Once Tomcat starts you should be able to verify that the app was successfully deployed by pointing your browser to: http://localhost:8080/myproject/

Eclipse users can use the “mvn eclipse:eclipse” command to open the project in Eclipse and start working with the Ant targets.

The command to create a NetBeans free-form project from the Maven POM is as follows:

mvn antprops:nbfreeform

This will create the “nbproject” folder and the NetBeans project file as well as an extra Ant script for NetBeans integration targets. Now you can open “myproject” as a NetBeans free-form project.

The “tomcat-start-debug” target is conveniently mapped to the NetBeans “run” IDE action, so just clicking on the big green “play” button should deploy the web-app running on Tomcat. If you right click on the project root “myproject” node, a “Stop Tomcat” context menu item should helpfully appear as well.

You can try the clean, compile, and war Ant targets etc. – which should work. The Wicket archetype includes a sample JUnit test also in “TestHomePage.java”. After clicking on this file to select it within the NetBeans project explorer window – go to the Run –> Run File –> Test “TestHomePage.java” toolbar menu (or hit CTRL + F6) and you should be able to run only the selected test. But it will fail now with a “java.lang.NoClassDefFoundError: javax/servlet/ServletException”.

This problem actually gives us a good example for demonstrating how the “build-deps.properties” file can be updated when dependencies change or are added to the POM. Now add the missing Servlet API dependency to the “pom.xml” file by adding this snippet within the <dependencies> section:

<dependency>
    <groupId>javax.servlet</groupId>
    <artifactId>servlet-api</artifactId>
    <version>2.4</version>
    <scope>provided</scope>
</dependency>

Then re-run the command to generate build-deps.properties. Note that this command is designed so that if a “build.xml” file already exists, it will not be over-written.

mvn antprops:generate

Now run the test case again from NetBeans and it should pass. Unit testing a UI component is easy with Wicket!

One of the neat things about the Wicket archetype is that it embeds a Jetty web-app server using a small Java class called “Start.java” lying in the “test” source structure. The POM is already set with the right dependencies for Jetty and so you can simply right-click on this Java file within the NetBeans project explorer and choose “Run”. This will start a Jetty instance and deploy the WAR as well. You will be able to see the app running at http://localhost:8080/. Look ma, no Tomcat!
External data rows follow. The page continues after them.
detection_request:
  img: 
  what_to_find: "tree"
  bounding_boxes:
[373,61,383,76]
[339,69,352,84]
One more thing you can try is right-click on “Start.java” and do “Debug” instead of run. This will kick off a proper NetBeans debug session bringing up some sub-windows for viewing breakpoints, call stack etc. You can now try hot-deploying a single class without re-starting the app-server (Jetty). Try changing the text of the Label in HomePage.java to something else and saving the file. With the file selected in the NetBeans project window, look for the “Apply Code Changes” menu option – one place to find it is within the “Run” toolbar menu. A message should appear in the log saying that a class was reloaded. Refresh the browser and you should see the change in the text displayed.

Hot deploy should also work with Tomcat after initiating a debug-session (Attach Debugger) and then using the “Apply Code Changes” menu option.
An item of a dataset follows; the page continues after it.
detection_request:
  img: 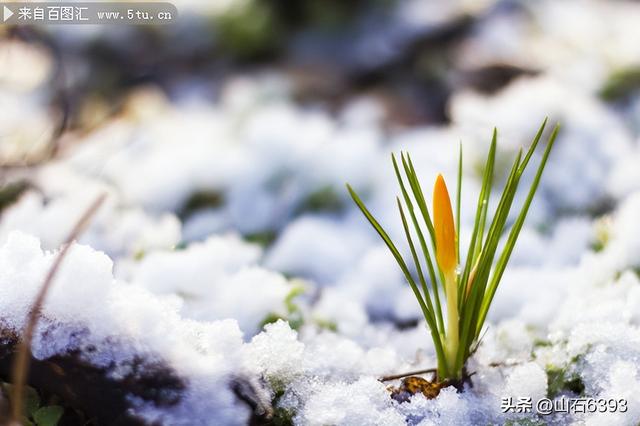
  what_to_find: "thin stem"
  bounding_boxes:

The plugin is still experimental so if you find problems, do let me know in the comments. The commands for creating “native” NetBeans projects are “mvn antprops:nbjavase” and “mvn antprops:nbjavaee”. You need NetBeans with Java EE support to try the second option.

The plugin also should make it possible to package a project along with dependencies and hand-off to someone without Maven or internet access – but I haven’t completed this part yet.